Is the log message even suppose to be HTML or not? Is the description
of a taxonomy term plain text or not? If you have a textarea where you
input the paths blocks appear on #html would 0.

But thinking of wysiwyg (or quicktags or img_assist etc), I always
wondered if instead of adding a property to a form element (or rather
like Bèr said, try to detect by element-id and/or path), it is not
better to "connect" (eg in hook_form_alter()) wysiwyg behaviour to
input formats (eg check if there is an input format form beneath it).
I know tinymce has profiles, but these are for users/roles. The README
of tinymce even suggests you make a "rich-text editing" input format
that allows all html tag to use for tinymce enabled textareas.
Now, would it not make more sense to attach those profiles to the
input format instead? I would expect that if my input format was set
to "filtered html", the things wysiwyg shows is more limited then when
I select "full html". I don't care what role is editing the node, I
just care about what input format the user is *currently* using (and
because the formats a user can use depends on the role he has, it
indirectly maps to users/roles too).

As tinymce (or any other quasi-wysiwyg solution) needs javascript
anyway, it should be "easy" to change the profile of tinymce *when the
user changes the input format*. As the default input format is
"filtered html" users are puzzled that the node they are previewing
doesn't look like the one they were editing "wysiwyg" until they
realize the input format is not set to "full html" (or "rich-text
editing").

I was thinking of developing exactly such a (contrib) module.

Think of the way the gmail mail-editor works (there is a "Rich
formatting >>" button above the textarea, and until you click it, you
are editing in plain text). In some way drupal has the same (filtered
html/full html), but the wysiwyg modules don't seem to use it.

Together with something like rememberfilter, it would make the
behaviour of wysiwyg editing in drupal much clearer/cleaner.

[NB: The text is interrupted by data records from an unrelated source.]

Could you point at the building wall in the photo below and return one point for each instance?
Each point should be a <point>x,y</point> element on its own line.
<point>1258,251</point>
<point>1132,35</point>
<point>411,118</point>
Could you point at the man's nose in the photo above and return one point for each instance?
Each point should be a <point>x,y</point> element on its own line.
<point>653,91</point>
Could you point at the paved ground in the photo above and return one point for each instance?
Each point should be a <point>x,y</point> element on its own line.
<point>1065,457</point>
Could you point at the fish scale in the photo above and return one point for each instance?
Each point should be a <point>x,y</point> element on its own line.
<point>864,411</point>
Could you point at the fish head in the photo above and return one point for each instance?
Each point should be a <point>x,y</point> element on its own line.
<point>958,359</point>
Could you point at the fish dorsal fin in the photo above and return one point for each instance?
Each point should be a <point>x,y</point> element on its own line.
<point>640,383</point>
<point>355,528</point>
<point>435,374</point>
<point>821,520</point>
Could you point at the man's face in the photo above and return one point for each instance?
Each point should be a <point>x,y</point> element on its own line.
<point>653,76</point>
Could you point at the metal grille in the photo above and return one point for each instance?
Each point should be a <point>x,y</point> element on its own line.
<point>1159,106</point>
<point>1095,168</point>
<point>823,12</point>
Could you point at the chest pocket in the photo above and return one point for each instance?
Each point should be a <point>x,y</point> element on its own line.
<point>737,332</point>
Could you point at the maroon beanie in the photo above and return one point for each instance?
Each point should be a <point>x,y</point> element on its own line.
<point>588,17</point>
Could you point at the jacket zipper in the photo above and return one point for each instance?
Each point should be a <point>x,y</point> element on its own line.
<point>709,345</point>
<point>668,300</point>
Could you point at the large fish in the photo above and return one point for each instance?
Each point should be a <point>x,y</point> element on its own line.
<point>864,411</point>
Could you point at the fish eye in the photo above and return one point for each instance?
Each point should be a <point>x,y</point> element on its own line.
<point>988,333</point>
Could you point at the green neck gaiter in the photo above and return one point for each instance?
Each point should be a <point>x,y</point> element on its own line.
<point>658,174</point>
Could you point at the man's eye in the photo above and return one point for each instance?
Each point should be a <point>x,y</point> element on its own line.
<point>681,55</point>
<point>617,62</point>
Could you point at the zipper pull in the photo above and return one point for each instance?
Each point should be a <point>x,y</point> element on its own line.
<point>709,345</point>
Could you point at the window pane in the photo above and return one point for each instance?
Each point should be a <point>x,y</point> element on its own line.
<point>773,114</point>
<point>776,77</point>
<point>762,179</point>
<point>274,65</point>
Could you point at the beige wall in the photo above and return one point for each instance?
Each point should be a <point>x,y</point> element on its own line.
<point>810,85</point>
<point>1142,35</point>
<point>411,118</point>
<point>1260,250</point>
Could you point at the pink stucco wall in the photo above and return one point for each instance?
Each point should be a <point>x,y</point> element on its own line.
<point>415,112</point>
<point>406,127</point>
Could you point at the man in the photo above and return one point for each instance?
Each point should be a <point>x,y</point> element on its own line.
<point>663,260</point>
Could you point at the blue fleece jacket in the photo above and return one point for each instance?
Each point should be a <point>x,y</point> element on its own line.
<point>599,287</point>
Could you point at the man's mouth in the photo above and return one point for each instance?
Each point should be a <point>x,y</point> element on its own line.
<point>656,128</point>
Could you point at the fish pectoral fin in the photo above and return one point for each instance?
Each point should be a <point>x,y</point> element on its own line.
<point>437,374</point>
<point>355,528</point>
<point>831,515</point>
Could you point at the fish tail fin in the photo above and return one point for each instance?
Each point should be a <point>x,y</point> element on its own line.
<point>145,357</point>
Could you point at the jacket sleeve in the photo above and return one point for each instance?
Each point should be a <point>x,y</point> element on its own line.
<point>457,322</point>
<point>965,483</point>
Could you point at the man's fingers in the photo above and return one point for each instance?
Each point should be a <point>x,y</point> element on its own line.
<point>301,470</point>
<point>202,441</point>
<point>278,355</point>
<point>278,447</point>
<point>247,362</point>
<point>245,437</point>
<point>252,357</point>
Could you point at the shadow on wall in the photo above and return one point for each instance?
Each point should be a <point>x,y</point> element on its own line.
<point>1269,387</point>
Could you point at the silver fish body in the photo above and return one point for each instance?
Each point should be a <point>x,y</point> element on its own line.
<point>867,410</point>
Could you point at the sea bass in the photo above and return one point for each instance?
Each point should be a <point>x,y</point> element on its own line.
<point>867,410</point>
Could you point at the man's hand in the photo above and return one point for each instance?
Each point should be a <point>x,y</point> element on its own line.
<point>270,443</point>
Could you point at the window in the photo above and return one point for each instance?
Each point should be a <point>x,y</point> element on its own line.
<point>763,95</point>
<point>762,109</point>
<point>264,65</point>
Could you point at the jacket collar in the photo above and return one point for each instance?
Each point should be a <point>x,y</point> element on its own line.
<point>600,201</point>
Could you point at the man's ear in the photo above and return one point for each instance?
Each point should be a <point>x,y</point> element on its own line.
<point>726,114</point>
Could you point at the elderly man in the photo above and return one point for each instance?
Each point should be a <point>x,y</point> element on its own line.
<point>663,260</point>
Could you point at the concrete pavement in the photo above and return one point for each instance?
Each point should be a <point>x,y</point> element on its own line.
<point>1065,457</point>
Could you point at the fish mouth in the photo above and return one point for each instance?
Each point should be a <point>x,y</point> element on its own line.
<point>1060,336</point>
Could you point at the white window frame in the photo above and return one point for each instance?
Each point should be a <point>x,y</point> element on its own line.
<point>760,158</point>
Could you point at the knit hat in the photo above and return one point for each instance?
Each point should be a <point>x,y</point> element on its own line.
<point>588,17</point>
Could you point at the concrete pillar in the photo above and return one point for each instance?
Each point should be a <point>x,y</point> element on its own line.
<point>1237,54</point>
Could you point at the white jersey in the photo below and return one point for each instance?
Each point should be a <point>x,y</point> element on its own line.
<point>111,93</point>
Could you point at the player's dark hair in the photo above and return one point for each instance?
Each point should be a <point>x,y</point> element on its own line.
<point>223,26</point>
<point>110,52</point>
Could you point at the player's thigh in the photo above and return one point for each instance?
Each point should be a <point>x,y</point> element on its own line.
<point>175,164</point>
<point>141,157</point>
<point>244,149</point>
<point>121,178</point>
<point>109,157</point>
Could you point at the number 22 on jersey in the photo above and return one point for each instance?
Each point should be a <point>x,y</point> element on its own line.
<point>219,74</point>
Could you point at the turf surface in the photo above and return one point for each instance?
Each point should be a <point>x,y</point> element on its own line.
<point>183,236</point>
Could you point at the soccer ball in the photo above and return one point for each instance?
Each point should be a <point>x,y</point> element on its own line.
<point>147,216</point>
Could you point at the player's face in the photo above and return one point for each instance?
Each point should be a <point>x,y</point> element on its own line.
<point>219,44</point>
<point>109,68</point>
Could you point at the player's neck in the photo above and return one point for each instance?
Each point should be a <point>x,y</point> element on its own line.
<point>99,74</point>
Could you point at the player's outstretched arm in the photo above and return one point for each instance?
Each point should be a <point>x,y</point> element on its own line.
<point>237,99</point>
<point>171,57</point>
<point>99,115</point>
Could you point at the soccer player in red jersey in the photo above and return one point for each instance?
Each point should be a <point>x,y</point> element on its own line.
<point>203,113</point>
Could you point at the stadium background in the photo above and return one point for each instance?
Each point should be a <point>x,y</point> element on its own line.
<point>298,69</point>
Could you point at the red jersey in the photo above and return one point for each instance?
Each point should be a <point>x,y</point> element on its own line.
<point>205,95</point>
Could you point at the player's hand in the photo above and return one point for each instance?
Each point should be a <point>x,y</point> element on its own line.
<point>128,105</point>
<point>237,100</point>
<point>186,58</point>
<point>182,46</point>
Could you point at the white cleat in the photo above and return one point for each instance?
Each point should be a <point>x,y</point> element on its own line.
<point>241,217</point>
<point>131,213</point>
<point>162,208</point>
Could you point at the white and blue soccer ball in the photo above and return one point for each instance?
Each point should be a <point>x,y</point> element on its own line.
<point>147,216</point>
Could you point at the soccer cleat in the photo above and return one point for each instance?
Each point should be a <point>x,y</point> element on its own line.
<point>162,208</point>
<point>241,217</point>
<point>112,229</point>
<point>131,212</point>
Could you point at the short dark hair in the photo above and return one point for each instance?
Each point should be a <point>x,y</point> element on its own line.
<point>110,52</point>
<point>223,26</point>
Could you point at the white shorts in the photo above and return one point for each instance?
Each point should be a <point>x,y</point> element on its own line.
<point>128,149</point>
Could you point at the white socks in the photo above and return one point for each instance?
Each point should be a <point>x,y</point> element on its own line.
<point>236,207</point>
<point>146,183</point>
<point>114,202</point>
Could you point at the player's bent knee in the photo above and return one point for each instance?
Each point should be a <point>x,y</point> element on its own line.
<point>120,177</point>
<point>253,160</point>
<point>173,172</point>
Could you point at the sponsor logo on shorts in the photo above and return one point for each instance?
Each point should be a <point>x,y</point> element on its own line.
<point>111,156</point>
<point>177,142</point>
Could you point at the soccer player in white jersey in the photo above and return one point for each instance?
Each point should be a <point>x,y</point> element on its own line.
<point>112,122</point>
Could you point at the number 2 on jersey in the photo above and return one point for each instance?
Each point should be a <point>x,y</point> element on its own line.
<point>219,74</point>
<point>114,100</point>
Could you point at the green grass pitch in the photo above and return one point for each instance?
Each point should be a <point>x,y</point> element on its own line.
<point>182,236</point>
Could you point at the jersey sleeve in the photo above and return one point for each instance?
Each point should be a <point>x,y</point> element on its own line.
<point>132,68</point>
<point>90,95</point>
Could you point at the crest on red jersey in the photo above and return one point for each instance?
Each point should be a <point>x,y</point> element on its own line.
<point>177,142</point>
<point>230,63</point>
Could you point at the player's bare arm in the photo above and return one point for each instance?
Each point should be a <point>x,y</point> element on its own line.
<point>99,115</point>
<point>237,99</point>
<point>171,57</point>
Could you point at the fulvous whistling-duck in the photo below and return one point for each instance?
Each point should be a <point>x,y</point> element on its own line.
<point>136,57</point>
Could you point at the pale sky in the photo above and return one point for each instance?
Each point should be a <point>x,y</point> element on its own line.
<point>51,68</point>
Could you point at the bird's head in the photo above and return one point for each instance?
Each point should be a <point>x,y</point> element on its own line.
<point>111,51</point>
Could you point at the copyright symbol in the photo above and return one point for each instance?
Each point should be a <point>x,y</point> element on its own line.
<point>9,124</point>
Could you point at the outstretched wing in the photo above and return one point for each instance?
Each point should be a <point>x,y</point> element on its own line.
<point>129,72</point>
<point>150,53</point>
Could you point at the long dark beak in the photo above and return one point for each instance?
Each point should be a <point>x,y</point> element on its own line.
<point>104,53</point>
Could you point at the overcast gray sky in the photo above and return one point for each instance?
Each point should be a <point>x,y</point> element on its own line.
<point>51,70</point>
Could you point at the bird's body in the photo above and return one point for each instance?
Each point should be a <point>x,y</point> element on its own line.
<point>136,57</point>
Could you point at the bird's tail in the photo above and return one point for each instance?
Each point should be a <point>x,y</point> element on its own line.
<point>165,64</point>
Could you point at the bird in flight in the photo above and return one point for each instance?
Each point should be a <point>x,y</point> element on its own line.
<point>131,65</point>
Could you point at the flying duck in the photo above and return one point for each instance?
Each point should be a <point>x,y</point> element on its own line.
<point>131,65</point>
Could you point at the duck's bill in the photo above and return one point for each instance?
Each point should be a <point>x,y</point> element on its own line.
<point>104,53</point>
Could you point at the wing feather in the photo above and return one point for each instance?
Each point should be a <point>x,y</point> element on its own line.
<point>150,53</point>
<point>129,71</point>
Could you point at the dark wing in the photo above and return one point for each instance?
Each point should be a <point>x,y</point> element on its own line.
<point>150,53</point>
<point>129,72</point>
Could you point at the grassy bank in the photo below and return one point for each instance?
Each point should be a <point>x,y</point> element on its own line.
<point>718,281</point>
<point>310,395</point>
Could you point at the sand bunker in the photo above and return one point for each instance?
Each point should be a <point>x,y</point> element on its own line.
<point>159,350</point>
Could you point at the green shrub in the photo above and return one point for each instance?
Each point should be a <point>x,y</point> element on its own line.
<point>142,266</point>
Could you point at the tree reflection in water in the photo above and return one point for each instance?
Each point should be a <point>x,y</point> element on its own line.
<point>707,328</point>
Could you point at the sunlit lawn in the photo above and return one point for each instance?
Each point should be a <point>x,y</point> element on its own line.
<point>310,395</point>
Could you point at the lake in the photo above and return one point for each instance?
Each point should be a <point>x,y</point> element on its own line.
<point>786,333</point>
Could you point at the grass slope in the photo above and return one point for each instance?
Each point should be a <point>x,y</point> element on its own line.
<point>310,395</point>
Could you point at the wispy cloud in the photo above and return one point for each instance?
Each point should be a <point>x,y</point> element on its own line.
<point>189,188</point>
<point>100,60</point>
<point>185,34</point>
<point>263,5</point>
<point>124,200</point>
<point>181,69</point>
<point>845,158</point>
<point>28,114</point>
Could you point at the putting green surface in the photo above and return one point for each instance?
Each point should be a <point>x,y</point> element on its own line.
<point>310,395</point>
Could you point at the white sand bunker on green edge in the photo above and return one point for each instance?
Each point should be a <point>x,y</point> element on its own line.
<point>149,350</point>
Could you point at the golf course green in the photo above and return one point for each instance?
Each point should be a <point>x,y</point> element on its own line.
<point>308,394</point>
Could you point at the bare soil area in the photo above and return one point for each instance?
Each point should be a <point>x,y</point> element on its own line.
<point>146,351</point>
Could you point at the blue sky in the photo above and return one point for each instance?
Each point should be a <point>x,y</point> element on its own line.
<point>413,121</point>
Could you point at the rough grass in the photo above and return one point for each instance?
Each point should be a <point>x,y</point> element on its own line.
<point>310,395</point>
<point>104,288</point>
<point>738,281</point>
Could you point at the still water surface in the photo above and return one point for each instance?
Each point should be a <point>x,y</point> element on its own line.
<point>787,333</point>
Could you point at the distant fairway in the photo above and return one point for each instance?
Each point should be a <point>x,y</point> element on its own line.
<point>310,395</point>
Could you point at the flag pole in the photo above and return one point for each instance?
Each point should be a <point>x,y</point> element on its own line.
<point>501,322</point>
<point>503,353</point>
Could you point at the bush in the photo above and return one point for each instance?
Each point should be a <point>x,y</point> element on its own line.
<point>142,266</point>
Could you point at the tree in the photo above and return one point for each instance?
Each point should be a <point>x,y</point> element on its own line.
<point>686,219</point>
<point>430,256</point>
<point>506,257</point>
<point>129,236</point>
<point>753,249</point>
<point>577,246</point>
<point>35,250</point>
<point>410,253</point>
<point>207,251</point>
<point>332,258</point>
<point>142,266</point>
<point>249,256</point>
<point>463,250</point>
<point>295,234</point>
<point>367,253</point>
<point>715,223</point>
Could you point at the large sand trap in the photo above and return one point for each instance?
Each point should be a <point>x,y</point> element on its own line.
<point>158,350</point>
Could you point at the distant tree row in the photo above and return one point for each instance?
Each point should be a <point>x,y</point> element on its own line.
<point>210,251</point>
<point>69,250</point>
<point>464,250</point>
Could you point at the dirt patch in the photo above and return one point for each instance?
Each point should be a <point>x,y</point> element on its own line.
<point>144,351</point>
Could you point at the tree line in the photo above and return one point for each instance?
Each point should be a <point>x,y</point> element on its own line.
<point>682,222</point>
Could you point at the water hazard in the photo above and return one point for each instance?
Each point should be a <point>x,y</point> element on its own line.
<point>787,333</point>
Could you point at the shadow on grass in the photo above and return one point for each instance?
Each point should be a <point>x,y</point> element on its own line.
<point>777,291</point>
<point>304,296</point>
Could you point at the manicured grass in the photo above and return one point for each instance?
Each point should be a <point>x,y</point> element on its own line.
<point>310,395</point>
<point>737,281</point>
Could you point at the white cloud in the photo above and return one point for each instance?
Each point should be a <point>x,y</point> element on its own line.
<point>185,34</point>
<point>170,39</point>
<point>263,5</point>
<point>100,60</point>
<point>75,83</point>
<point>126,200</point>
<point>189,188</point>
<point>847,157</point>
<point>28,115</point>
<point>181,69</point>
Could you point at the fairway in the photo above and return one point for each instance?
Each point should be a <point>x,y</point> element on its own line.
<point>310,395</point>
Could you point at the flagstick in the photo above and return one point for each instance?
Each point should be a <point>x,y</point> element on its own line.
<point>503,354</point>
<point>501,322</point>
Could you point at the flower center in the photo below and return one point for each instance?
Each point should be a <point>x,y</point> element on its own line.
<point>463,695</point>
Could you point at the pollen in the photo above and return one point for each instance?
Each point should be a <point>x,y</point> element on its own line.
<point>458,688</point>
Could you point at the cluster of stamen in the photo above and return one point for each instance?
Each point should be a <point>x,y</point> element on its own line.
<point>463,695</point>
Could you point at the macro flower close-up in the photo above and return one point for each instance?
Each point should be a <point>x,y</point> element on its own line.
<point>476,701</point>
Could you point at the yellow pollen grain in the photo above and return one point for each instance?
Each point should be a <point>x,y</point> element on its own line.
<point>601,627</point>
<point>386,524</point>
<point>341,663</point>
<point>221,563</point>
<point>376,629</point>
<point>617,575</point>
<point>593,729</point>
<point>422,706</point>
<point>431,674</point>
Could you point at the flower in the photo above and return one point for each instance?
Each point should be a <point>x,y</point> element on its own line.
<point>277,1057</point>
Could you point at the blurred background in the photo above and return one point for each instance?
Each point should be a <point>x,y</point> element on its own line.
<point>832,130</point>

It would be nice to see the wysiwyg modules authors come together
*first* and develop a clean, common way of doing this before someone
utters a word about it again on drupal-devel ;-)

Robrecht



On 10/6/06, adrian rossouw <adrian at bryght.com> wrote:
>
>
> On 06 Oct 2006, at 3:05 PM, Michelle Cox wrote:
>
>
>
>
>
> While I don't agree that Drupal needs a WYSIWYG built in, I do like this
> idea. If I'm understanding right, it's basically a hook to call whatever
> editor the user has installed or a plain text area if none. From my non-dev
> perspective, that sounds like a useful thing. Would be especially nice if
> there was a way to make it so that, for example, my users get BBCode and I
> get QuickTags. And that they only show up when editing the main text of a
> node. for the longest time i've advocated that the tinymce module etc just
> extend the form
> and add a '#wysiwyg' => true property, to whatever field they want.
>
> this means anyone else can also go and add that property to any form they
> feel like.
>
> if the element is set , and the module is not available, it is just ignored.